To assess the possible contribution of the circulatory and cardiac renin-angiotensin system (RAS) to the cardiac hypertrophy induced by a β-agonist, the present study evaluated the effects of isoproterenol, alone or combined with an angiotensin I-converting enzyme inhibitor or AT1 receptor blocker, on plasma and LV renin activity, ANG I, and ANG II, as well as left ventricular (LV) and right ventricular (RV) weight. Male Wistar rats received isoproterenol by osmotic minipump subcutaneously and quinapril or losartan once daily by gavage. Plasma and LV ANGs were measured by radioimmunoassay after separation by HPLC. Isoproterenol alone decreased blood pressure, more markedly when combined with losartan or quinapril. Isoproterenol significantly increased LV and RV weight and total collagen. Neither losartan nor quinapril inhibited the increases in LV or RV weight.
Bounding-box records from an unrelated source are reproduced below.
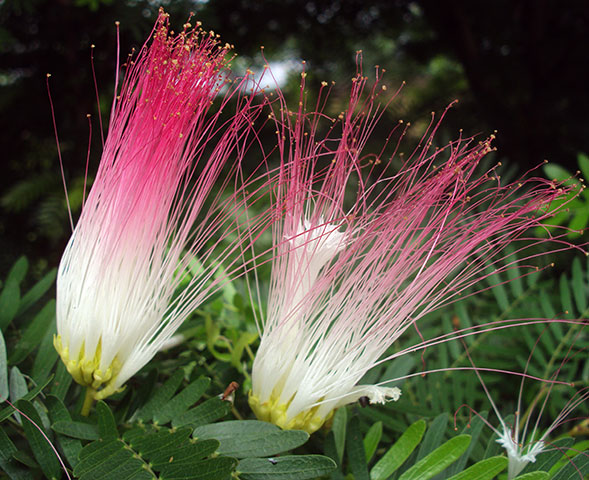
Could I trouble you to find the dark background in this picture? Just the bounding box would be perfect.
[0,0,589,276]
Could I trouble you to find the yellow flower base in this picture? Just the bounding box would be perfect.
[53,335,122,400]
[248,390,333,434]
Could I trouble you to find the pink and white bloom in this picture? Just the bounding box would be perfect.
[467,326,589,480]
[54,11,261,399]
[249,64,580,433]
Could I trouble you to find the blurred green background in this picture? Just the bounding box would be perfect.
[0,0,589,276]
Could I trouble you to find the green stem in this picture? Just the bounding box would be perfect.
[80,387,96,417]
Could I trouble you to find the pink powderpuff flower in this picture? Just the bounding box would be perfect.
[461,320,589,480]
[54,10,264,408]
[249,62,570,433]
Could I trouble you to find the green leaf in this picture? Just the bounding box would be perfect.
[514,472,550,480]
[445,412,488,475]
[16,400,61,478]
[10,367,29,422]
[194,420,309,458]
[51,420,100,440]
[0,257,29,330]
[0,427,33,480]
[172,397,231,428]
[151,439,219,470]
[153,377,211,425]
[9,300,55,364]
[0,281,20,331]
[0,331,8,403]
[17,268,57,315]
[137,370,184,421]
[572,258,587,313]
[45,395,82,467]
[370,420,425,480]
[448,456,508,480]
[96,400,119,440]
[364,422,382,462]
[0,378,51,422]
[346,416,370,480]
[74,439,154,480]
[415,413,448,461]
[560,275,575,318]
[192,420,280,440]
[399,435,470,480]
[237,455,336,480]
[123,428,192,463]
[551,452,589,480]
[161,457,237,480]
[331,408,348,465]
Losartan prevented the increase in RV collagen but enhanced the increase in LV collagen. Isoproterenol increased plasma renin, ANG I, and ANG II three- to fourfold. Isoproterenol combined with losartan or quinapril, caused marked further increases except for a significant decrease in plasma ANG II with quinapril. Isoproterenol alone did not increase LV ANG II and, combined with losartan or quinapril, actually decreased LV ANG II. These results indicate that isoproterenol-induced cardiac hypertrophy is associated with clear increases in plasma ANG II, but not in LV ANG II. Both losartan and quinapril lower LV ANG II below control levels, but do not prevent the isoproterenol-induced cardiac hypertrophy. These findings do not support a role for the circulatory or cardiac RAS in the cardiac trophic responses to β-receptor stimulation.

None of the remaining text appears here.